Welche Maßnahmen der Aufzugsbetreiber auch immer in Absprache mit der für den Aufzugsservice zuständigen Firma trifft, ei-nes steht fest: Mangel 712 entbindet ihn nicht von der Verpflichtung, eine Gefährdungsbeurteilung anzufertigen. Der 22-Kriterien-Katalog der ZÜS deckt aber bei Weitem nicht alle Punkte ab, die für eine Gefährdungsbeurteilung relevant sind.

Als einer der Marktführer in Deutschland bietet Schindler zum Beispiel eine Lösung an, die auch für Betreiber interessant sein dürfte, die noch keinen Wartungsvertrag für ihre Aufzugsanlage bei Schindler abgeschlossen haben.

Im Rahmen des Moduls „Prüfung plus“ können nicht nur die Koordination der Prüftermine und Dokumentationspflichten an das Serviceunternehmen delegiert werden, sondern auch eine Gefährdungsbeurteilung beauftragt werden. In enger Absprache mit dem Betreiber kann dann ein Maßnahmenplan vereinbart wer-den, der auch langfristige Modernisierungsvorhaben einschließt.

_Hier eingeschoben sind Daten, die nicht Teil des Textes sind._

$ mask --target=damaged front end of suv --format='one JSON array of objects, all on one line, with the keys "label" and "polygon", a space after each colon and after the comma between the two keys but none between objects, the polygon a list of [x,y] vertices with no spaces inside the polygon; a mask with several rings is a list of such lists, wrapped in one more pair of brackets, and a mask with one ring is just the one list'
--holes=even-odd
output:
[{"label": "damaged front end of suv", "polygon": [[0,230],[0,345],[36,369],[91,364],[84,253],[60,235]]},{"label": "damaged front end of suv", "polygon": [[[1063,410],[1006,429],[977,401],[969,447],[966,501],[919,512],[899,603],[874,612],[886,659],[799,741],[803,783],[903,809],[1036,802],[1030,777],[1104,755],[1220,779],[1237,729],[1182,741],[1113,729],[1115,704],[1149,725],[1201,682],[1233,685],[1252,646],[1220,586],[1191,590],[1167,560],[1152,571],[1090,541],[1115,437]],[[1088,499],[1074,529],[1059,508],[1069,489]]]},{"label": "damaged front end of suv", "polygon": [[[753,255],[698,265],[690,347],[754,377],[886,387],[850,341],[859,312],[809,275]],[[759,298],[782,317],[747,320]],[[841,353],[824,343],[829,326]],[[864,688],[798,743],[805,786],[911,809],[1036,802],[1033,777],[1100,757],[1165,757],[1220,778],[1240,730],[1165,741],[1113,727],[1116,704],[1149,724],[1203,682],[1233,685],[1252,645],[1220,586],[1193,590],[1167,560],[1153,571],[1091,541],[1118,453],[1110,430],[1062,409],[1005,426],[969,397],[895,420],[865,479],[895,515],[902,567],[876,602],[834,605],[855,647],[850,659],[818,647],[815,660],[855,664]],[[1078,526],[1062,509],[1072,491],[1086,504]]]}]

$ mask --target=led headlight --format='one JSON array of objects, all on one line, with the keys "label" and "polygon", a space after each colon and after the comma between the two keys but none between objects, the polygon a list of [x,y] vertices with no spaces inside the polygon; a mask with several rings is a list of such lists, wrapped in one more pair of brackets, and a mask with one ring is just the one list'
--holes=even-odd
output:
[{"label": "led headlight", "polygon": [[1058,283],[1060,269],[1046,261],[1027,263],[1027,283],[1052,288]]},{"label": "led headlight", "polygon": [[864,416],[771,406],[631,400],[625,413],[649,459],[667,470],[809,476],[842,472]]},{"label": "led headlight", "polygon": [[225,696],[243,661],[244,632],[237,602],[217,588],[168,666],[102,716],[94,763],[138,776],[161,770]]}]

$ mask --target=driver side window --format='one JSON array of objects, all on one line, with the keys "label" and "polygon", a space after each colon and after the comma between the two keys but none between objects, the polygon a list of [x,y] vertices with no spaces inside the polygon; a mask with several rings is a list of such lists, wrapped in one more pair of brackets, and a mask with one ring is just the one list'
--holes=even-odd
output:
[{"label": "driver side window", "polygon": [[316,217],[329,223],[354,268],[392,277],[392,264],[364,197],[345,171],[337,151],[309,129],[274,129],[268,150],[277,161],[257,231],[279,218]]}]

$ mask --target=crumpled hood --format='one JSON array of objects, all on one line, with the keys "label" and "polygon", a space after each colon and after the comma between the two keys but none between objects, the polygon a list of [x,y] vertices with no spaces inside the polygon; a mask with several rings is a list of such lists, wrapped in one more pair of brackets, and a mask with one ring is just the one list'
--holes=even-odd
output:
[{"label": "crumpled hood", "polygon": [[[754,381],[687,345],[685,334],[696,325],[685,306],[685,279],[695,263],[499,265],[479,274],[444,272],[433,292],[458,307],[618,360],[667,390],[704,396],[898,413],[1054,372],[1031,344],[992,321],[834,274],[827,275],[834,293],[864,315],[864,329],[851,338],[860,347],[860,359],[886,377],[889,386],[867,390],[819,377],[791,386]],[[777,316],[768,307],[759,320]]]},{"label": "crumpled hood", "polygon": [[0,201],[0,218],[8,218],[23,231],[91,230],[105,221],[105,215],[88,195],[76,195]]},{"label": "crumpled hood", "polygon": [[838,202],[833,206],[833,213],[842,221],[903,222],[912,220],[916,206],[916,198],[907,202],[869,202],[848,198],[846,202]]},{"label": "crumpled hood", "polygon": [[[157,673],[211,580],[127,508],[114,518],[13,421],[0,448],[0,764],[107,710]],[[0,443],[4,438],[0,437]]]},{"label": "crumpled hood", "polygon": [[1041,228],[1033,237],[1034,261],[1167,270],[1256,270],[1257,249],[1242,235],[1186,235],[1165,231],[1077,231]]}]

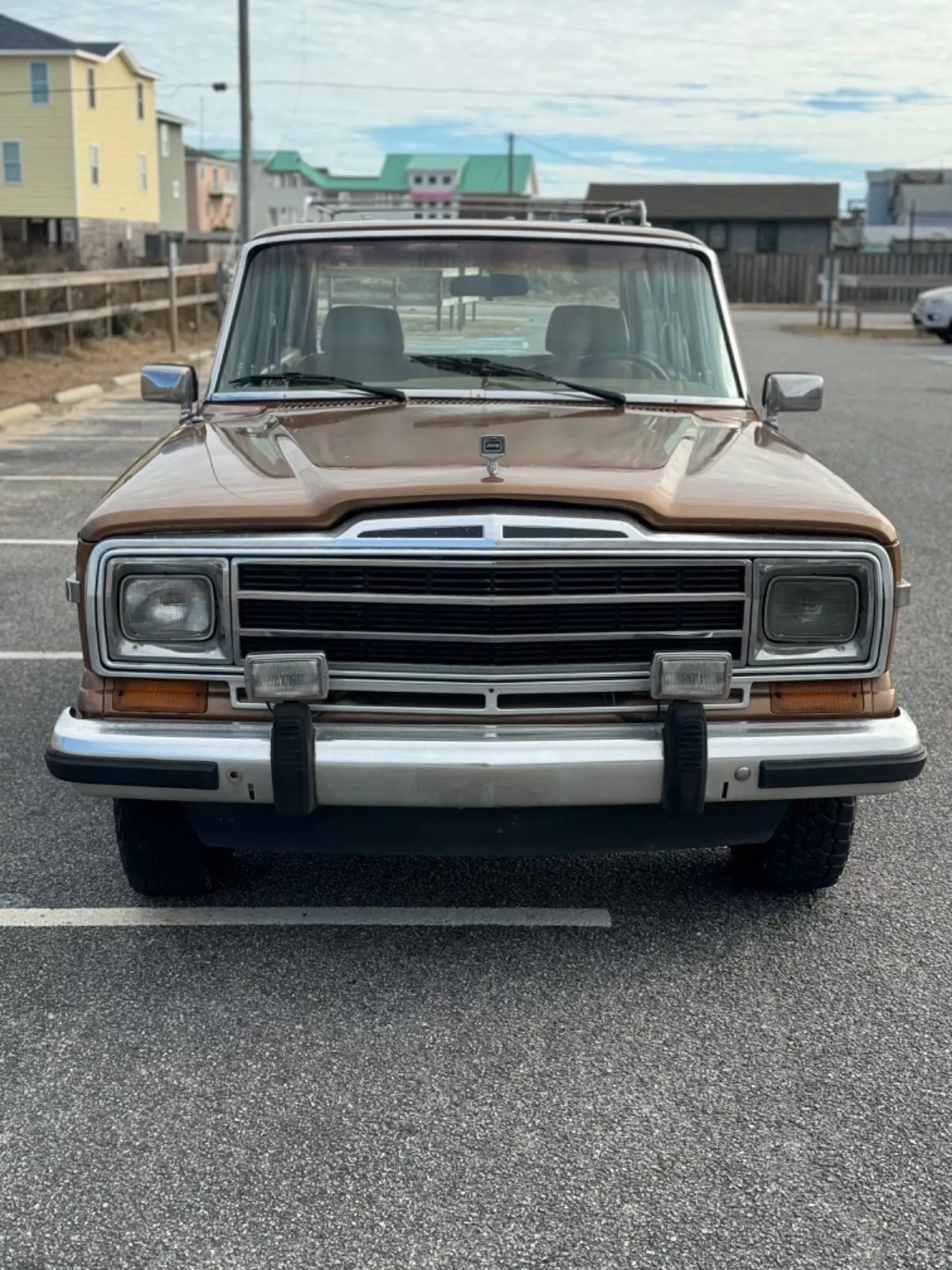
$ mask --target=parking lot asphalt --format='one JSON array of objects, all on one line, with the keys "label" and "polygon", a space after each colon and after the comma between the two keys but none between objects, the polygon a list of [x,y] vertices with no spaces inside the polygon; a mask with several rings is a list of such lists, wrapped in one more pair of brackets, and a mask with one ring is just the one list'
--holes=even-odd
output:
[{"label": "parking lot asphalt", "polygon": [[[783,431],[895,521],[923,779],[816,898],[726,852],[240,857],[216,903],[607,909],[597,928],[0,928],[0,1267],[952,1264],[952,351],[737,318]],[[0,654],[79,648],[58,540],[170,425],[131,398],[0,433]],[[132,434],[132,436],[129,436]],[[79,439],[69,439],[79,438]],[[83,480],[56,480],[56,476]],[[43,748],[77,664],[0,657],[0,904],[135,904]]]}]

Denn eines ist zumindest klar: Auch wenn nach der derzeitigen Praxis keine Nachrüstpflichten aus Abweichungen zum Stand der Technik resultieren, schützt ein nachhaltiges Modernisierungskonzept vor bösen Überraschungen und ungeplanten Investitionen. Wer hier mit einem zertifizierten Serviceunternehmen langfristig plant, den wird auch Mangel 712 nicht verunsichern können.